Among Americans aged 12 years and older, 37,309 million were current illegal drug users as of 2020. More than 106,000 persons in the U.S. died from drug-involved overdose in 2021, including illicit drugs and prescription opioids. The number of Americans killed in action during the Vietnam War was 58,000; in Iraq 4,492; and, in Afghanistan 2,219. The contrast in these figures is stark and alarming. We are killing ourselves more than our enemies killed us.
Families, too, are now hollow things. According to the American Psychological Association, approximately 40-50 percent of first marriages end in divorce. The divorce rate for second marriages is even higher: roughly 60-67 percent of them end in divorce. The consequence is that more American children live in single-parent households than is the case in the rest of the world, according to a 2019 Pew Research Center study, which found that 23 percent of children under age 18 lived with one parent and no other adults. Without sincere devotion to spouses and children, the family becomes just another manifestation of the problem ailing the rest of society.
In the novel, Waters gives us one performative escape from reality after another. Whether at home or in the workplace, his characters excel in pretense, the astute performances of partial truths, the deft acting out of self-regarding in-consequentialism. Beneath this surface functionality is a void: no love, no risk-taking, no reliability, no resilience.
Waters reveals through taut descriptions of what a returning veteran sees, hears, and feels in this America. The veteran is out of place, alone, unable to feel happy amidst the emptiness embracing all those around him.

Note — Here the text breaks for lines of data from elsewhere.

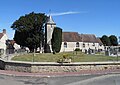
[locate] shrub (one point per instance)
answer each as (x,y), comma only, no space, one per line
(77,49)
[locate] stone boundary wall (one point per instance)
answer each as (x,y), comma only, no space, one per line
(51,67)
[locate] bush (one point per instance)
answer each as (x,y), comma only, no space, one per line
(77,49)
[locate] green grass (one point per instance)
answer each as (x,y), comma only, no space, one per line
(49,57)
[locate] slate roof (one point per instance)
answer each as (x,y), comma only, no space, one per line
(99,41)
(88,38)
(70,37)
(76,37)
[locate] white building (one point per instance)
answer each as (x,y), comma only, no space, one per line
(73,40)
(85,42)
(3,38)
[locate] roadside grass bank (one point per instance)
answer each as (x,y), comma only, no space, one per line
(75,57)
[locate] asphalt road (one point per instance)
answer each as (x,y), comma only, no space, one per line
(111,79)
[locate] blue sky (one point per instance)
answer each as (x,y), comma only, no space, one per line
(99,17)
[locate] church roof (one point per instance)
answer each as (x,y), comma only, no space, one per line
(76,37)
(88,38)
(50,20)
(70,37)
(99,41)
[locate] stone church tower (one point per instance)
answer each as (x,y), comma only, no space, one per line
(49,27)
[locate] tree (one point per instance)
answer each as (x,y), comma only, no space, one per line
(56,40)
(105,40)
(29,30)
(113,40)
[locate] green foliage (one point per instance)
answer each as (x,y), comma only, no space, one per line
(56,39)
(113,40)
(105,40)
(77,49)
(29,30)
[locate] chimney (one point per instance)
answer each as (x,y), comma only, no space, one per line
(4,31)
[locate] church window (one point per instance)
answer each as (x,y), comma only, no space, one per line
(77,44)
(65,45)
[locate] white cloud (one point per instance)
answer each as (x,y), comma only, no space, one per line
(65,13)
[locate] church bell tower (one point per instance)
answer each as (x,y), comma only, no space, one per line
(49,27)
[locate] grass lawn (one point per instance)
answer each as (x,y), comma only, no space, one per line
(49,57)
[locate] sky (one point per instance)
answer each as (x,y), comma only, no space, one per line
(99,17)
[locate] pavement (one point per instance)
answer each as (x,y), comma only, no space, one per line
(82,72)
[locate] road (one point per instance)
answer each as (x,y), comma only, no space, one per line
(111,79)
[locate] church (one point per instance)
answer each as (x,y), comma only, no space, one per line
(73,40)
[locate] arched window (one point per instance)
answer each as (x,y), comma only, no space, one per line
(65,44)
(77,44)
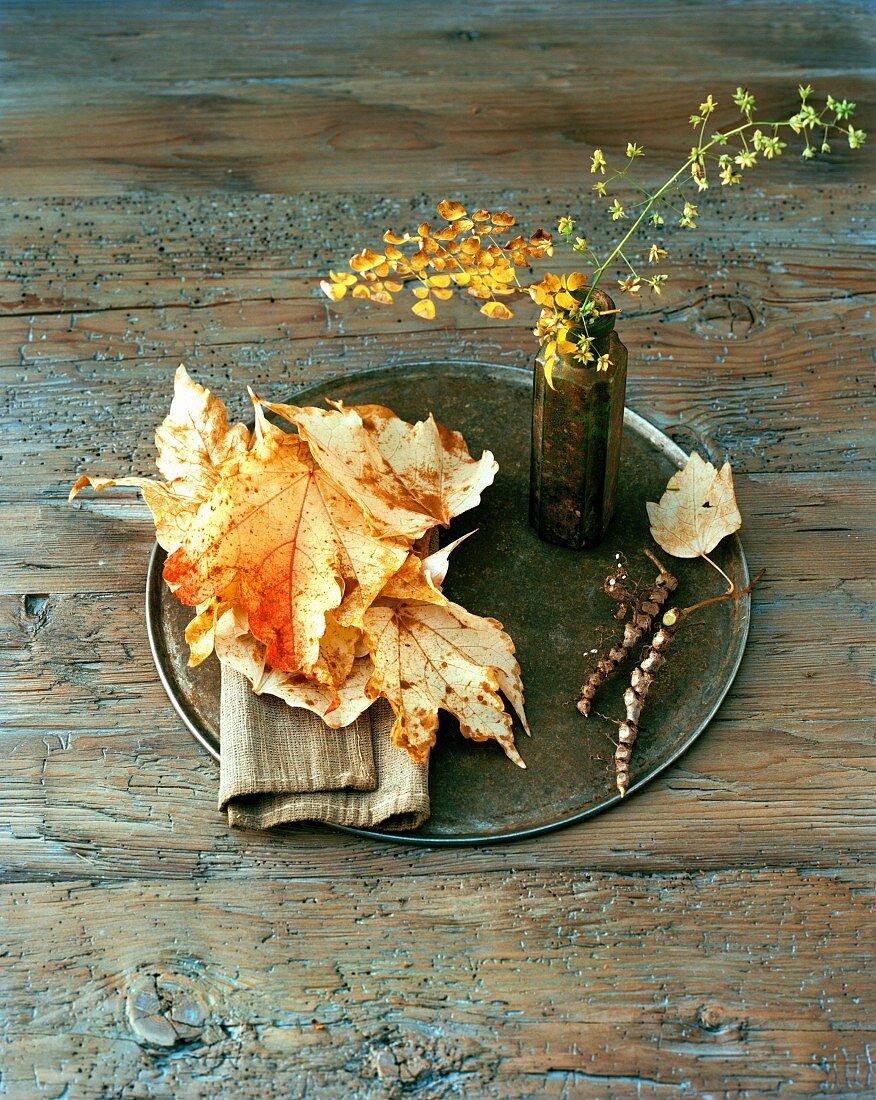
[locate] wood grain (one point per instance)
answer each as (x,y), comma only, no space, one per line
(173,182)
(527,982)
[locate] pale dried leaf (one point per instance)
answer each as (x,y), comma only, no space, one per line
(237,648)
(429,657)
(296,545)
(697,510)
(408,477)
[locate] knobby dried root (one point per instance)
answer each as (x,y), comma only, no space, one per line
(644,674)
(641,680)
(639,623)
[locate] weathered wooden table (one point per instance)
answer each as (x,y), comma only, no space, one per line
(174,178)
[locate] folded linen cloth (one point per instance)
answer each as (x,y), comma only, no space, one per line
(282,763)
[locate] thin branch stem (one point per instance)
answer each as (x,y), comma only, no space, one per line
(721,571)
(732,594)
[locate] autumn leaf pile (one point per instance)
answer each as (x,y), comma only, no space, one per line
(305,556)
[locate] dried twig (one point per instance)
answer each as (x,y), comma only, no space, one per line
(643,675)
(642,619)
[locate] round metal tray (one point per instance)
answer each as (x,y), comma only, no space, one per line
(550,602)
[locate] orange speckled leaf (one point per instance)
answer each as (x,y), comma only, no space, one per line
(295,543)
(408,477)
(239,649)
(429,657)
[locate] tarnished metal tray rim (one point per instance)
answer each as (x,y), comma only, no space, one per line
(518,378)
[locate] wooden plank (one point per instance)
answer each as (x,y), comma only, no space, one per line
(751,356)
(81,697)
(281,101)
(524,982)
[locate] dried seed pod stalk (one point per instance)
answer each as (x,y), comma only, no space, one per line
(639,623)
(641,680)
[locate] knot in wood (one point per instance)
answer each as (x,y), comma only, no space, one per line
(165,1010)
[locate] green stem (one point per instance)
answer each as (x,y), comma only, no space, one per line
(700,151)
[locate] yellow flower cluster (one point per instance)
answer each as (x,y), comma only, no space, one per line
(463,254)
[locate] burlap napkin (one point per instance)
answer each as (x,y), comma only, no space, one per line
(282,763)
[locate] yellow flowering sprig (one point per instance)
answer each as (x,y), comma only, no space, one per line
(466,253)
(731,152)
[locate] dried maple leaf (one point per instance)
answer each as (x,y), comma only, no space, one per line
(407,476)
(437,656)
(237,648)
(697,510)
(295,543)
(196,448)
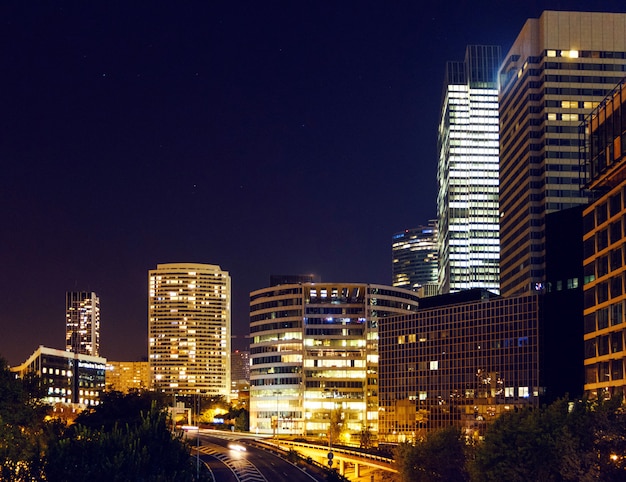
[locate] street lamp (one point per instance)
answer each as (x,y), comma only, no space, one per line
(195,428)
(277,393)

But it is the civilians at home who have false consciousness, not the veteran.
In war there is no avoidance. In combat every second is precious. In war death is very real: real blood, real broken bones, real pain. In war the brutal truth is driven into you; there is no escape from its teachings. There is evil in the world which can’t be put out of one’s mind with pretenses and performances. In war you are programmed to stand and fight, to confront what is in front of you and make the best of your situation.
Waters lets us intuit from his episodes that, for the veteran, coming home is to encounter a continuing trauma of living with those who are deeply false to the truth and ignorant of love. Perhaps we may conclude from Waters’ novel that, for the veteran, there is a PTSD which starts with coming home and never goes away. Home is not really very homey to one who has fought a war.
In 2023, Vietnam vets still say to each other when they meet “Welcome Home!” Veterans of that war knew there was something wrong about the society to which they returned. Perhaps this hollow greeting lends insight into the final scene of River City One. A man comes face-to-face with emptiness but still, he has a choice. The shadow falls between him and the world that awaits.
Stephen B. Young served in the Civil Operations and Rural Development Support (CORDS) program in South Vietnam as a deputy district advisor. He is the author of The Theory and Practice of Associative Power: CORDS in the Villages of Vietnam 1967-1972. Currently, he is the global executive director of the Caux Round Table for Moral Capitalism. His most recent book is Kissinger’s Betrayal.